During your first months, you may feel jolted by the frequency of friend turnover and the recurrent need to face the fact that you will likely never see someone again. But the thing is, goodbyes happen so damn often here that there is really no way to maintain remotely registering levels of sadness at each occurrence. Instead we must become increasingly independent. People come people go but I am here and I have me. It is a very modern conception of the self and society, and it’s weird in a way. In Geneva you must be a drifting being, social lives shuffling about with every ‘see you later’ that is really not a ‘see you later’ and everyone knows it.

While Geneva has a special way of spitting people out, it also has a way of sucking them in, its prey hardy noticing as they are dragged month by month deeper into the back recesses of the den. Mostly they turn a blind eye because it’s a pretty nice den with a lake and mountains and efficient transport and a preponderance of chocolate. In the case of UN/NGO/IO people it’s largely because they repeatedly get contracts that last for 3 months and if you keep staying for 3 months eventually it becomes 6 then 9 then 12 etc.. For instance, my original 3 months in Geneva somehow morphed into 2 years without any real conscious choice and without really registering in time (although, unfortunately I guess I’ve continued to age – time, that obnoxious force that despite all our scientific advances remains completely uncontrollable (except through doing boring things and then it magically slows right down to a near halt)).

Friends shift along with the running stream of entries and exists. Of the good friends I regularly spend time with only about 4 are people I met during my first months here, the others intermittently having wafted off to join the massive Ghosts of Geneva collection.

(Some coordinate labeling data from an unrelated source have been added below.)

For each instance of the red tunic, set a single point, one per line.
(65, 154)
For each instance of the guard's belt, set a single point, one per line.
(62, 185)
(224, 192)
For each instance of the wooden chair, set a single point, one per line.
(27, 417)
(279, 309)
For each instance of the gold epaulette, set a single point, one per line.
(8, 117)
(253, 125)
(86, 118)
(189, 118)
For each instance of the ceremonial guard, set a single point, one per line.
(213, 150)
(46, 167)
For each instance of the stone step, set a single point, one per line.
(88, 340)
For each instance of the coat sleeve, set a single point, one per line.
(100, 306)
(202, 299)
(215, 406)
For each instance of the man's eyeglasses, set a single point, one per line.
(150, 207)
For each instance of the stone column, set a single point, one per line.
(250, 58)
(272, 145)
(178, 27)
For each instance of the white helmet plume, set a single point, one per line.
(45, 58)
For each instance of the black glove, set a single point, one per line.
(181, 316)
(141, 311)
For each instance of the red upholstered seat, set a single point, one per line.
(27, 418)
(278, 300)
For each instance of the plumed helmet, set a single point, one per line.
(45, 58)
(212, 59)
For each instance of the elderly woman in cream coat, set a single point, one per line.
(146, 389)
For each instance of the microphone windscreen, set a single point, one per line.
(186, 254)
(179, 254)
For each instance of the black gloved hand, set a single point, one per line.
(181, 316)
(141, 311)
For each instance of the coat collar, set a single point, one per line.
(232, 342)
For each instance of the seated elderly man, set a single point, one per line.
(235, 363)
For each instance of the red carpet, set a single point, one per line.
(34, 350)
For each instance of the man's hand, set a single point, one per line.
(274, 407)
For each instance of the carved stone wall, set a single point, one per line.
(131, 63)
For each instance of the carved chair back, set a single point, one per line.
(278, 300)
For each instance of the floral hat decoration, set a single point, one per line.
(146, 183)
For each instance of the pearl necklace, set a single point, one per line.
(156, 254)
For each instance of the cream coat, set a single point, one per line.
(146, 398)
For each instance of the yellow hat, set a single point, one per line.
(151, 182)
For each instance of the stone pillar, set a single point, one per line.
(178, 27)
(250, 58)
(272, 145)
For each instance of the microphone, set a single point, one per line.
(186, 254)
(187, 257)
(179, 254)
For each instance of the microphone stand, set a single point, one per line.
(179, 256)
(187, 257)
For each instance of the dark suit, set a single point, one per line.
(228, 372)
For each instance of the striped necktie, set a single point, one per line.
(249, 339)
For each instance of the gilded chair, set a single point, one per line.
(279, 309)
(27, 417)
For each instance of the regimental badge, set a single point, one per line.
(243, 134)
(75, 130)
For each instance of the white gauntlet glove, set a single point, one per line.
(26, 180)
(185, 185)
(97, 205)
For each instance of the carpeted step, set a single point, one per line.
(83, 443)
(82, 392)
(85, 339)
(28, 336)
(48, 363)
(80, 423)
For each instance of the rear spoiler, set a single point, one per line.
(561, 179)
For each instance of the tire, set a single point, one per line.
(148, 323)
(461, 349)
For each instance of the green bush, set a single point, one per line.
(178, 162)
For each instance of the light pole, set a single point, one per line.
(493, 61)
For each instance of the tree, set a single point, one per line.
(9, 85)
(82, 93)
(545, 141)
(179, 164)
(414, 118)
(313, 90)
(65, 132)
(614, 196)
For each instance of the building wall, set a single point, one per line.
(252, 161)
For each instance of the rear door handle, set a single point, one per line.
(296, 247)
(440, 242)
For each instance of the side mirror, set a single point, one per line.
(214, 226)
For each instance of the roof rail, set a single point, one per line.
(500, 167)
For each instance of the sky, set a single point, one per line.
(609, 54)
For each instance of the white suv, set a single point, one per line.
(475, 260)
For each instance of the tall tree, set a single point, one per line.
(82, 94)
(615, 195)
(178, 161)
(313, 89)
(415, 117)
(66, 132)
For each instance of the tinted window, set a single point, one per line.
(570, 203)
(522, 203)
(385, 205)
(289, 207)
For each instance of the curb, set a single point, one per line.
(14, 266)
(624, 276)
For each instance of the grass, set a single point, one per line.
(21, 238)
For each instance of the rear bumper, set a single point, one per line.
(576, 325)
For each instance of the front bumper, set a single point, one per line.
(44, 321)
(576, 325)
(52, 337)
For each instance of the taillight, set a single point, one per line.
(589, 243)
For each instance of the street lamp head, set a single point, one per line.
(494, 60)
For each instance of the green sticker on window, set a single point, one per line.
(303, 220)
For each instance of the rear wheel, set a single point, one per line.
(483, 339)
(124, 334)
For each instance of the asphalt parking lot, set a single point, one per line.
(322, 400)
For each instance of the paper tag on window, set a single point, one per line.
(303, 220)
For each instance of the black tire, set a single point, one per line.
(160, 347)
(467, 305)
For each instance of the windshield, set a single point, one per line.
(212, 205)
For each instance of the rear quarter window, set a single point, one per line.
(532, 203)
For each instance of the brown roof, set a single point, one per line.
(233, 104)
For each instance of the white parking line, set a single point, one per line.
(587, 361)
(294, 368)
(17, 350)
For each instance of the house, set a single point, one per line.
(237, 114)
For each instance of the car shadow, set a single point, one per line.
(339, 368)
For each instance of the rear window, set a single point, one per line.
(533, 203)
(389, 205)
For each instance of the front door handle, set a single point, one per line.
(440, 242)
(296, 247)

New ones trickle in until you think they were always there.

Like most things in life, Geneva’s high turnover rate has its up sides and down sides. Being an optimist, we’ll start with the ups, in no particular order:

  1. People leave. Yes, exactly that – if there is someone you don’t really want to put up with, you don’t have to: either he, she or you will be leaving within the next 1 to 6 months, 90% of the time. This goes hand in hand with another truism of Geneva: no one ever remains anonymous and no action ever remains unaccounted for – you will 100% run into everyone you’ve ever met in the city within maximum one month. Only newbies don’t know this and they should.
  2. People have a funny way of cropping up again, like rhizomes of a raspberry plant, but better because they can travel under oceans. For instance, all my friends in the Toronto area are people I knew in Geneva, so when I go back to visit my family, there’s a little Geneva in Canada.
  3. If you are afraid of commitment of any sort, Geneva can be the place for you. Personally, I’ve never had to sign more than a 4 month work contract; subletting with no contract is rampant; excuses for break-ups abound. The greatest commitment I’ve made since being here is buying a 500 franc sofa. The height of freedom.
  4. More than you ever thought you needed involuntary courses in making new friends.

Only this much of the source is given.